Montag, 13. Dezember 2010

Nach Nagoya und Cancun - Kultur, Technik und Natur für die neue Menschenzeit

Rezension: Christian Schwägerl: Menschenzeit. Zerstören oder gestalten? Die entscheidende Epoche unseres Planeten. 320 S., Riemann 2010. € 19,95

von Reinhold Leinfelder

Der aktuelle Ausgang der Klimaverhandlungen in Cancun sowie der Biodiversitätsverhandlungen in Nagoya zeigt umso klarer, dass die globale Staatengemeinschaft bestenfalls einen Rahmen zur nachhaltigen Entwicklung vorgeben kann, die eigentliche Transformation der Gesellschaft hin zu einer nachhaltigen Gesellschaft jedoch nur von ihr selbst vorangetrieben werden kann. Hierbei müssen Vermeidung und Anpassung, wissenschaftliches Wissen und Lebensfreude, Lebensstil und Verantwortung, regionales und globales verknüpft und gemeinsam behandelt werden. Eine der besten Anregungen hierzu liefert das o.a.Buch von Christian Schwägerl. Eine Kurzrezension dieses Buches durch den Rezensenten ist bereits im Tagesspiegel sowie in den Potsdamer Neueste Nachrichten erschienen. Nachfolgend finden Sie zur weiteren Meinungsbildung eine erweiterte Version, die von einer aktuellen, persönlichen Anregung zur weiteren Diskussion der Visualisierung, Gestaltung und Erprobung der Menschenzeit ergänzt wird.
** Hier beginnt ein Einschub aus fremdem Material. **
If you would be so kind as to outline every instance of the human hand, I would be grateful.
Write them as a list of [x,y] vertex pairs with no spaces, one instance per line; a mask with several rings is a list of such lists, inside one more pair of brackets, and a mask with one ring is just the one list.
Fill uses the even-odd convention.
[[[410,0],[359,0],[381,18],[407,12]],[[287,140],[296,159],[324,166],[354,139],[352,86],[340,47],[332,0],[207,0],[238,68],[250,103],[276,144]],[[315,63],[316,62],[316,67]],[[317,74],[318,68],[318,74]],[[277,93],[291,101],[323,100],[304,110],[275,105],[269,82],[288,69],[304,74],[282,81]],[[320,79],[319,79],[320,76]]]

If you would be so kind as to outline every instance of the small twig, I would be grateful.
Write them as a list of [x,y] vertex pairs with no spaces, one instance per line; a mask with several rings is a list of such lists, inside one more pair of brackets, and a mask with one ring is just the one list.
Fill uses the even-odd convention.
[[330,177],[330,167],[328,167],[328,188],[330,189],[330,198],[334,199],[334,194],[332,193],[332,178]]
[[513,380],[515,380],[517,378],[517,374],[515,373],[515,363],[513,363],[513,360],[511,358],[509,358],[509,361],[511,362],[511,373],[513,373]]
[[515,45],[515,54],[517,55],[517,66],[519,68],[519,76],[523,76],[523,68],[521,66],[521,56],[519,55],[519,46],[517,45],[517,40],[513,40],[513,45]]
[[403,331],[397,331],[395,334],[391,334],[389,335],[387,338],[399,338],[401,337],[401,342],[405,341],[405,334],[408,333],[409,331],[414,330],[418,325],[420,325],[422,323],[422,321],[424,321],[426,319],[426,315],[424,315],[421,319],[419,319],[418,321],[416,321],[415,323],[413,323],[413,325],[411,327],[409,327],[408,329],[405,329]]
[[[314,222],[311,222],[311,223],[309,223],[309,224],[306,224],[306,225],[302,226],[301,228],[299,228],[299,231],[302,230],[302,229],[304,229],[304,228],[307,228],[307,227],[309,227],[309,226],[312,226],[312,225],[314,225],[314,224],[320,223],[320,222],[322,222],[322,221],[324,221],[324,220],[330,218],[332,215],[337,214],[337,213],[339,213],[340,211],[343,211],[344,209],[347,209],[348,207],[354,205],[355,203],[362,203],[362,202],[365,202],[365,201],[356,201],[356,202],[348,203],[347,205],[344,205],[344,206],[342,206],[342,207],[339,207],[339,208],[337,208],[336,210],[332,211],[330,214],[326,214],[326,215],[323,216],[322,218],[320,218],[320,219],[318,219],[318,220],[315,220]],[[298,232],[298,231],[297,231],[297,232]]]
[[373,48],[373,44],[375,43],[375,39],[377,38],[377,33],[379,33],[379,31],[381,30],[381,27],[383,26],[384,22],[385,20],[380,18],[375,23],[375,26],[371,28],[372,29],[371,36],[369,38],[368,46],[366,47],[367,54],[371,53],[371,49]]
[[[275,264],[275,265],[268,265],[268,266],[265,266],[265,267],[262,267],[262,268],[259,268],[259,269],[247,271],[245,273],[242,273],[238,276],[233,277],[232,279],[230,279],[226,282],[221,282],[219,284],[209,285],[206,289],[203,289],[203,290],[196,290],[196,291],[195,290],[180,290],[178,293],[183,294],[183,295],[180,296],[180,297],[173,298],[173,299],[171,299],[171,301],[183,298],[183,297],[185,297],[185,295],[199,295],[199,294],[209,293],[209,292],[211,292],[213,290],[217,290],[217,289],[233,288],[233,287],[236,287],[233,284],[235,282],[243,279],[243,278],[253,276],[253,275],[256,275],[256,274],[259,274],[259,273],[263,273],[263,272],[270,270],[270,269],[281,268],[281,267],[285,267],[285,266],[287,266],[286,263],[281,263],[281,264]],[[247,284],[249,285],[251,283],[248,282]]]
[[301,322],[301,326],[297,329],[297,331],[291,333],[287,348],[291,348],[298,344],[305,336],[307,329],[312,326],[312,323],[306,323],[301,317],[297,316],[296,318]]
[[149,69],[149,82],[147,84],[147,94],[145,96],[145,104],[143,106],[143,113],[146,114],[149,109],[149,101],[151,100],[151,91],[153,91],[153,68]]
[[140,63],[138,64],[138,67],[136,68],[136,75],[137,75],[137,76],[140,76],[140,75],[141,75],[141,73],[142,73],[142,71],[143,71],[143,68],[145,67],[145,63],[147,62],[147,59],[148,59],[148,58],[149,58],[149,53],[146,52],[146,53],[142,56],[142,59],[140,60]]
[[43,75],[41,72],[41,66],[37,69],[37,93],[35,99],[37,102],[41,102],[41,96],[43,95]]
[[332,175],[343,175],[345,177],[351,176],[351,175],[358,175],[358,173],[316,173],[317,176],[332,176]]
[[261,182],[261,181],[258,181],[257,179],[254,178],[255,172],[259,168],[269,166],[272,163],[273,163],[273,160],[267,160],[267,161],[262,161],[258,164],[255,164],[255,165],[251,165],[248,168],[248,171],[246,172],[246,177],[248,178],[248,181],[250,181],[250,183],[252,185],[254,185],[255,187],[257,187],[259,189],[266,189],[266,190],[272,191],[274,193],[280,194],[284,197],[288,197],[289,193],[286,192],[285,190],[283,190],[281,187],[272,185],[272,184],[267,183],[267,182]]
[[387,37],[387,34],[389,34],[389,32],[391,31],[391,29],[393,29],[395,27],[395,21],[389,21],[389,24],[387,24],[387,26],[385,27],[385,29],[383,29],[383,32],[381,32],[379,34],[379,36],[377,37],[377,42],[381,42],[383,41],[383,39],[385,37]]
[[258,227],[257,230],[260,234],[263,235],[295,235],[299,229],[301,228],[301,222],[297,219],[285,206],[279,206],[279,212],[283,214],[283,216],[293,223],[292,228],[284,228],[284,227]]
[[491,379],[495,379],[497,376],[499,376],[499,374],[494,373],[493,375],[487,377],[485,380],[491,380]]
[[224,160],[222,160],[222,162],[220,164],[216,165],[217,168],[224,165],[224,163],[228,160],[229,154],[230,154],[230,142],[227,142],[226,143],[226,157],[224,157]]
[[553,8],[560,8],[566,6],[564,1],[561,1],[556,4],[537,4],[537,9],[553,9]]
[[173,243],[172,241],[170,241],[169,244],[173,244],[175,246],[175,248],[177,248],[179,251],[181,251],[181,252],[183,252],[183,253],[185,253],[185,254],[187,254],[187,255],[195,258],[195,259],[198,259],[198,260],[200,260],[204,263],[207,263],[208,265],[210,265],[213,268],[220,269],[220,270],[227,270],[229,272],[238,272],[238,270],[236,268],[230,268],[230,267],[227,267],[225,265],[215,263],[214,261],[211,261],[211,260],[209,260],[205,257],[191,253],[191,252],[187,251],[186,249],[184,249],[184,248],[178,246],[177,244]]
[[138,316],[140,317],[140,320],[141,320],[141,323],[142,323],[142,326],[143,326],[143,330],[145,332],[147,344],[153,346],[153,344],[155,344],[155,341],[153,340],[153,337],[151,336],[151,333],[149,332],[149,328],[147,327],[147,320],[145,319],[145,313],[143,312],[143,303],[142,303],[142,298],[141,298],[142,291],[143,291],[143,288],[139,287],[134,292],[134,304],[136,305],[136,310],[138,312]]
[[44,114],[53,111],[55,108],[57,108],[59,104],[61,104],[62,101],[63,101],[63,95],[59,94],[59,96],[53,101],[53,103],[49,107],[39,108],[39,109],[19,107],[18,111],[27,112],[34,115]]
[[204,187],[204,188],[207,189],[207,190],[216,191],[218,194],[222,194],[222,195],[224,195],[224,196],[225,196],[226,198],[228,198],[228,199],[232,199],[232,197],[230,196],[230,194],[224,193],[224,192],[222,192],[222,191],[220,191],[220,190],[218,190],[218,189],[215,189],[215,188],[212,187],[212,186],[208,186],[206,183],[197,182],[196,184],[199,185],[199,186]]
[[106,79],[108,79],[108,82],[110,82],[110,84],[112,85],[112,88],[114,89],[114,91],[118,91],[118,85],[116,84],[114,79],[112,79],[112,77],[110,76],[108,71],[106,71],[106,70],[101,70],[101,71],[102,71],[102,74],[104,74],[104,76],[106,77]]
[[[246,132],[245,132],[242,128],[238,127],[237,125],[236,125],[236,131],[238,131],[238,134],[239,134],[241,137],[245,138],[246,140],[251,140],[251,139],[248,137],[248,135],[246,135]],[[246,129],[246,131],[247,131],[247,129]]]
Höchste Zeit, dass ein Buch über das Zeitalter des Menschen geschrieben wurde? Oder doch überflüssige Zeit, mit der Lektüre einen Teil seiner persönlichen Menschenzeit zu opfern? Dem ökologischen Zeitgeist entspricht das Buch „Menschenzeit“ von Christian Schwägerl jedenfalls nicht, es ist Zeitverschwendung höchstens für diejenigen, die sich bereits eine völlig festzementierte Meinung dazu gebildet haben, wie wir in Zukunft mit unserem Planeten weitermachen können.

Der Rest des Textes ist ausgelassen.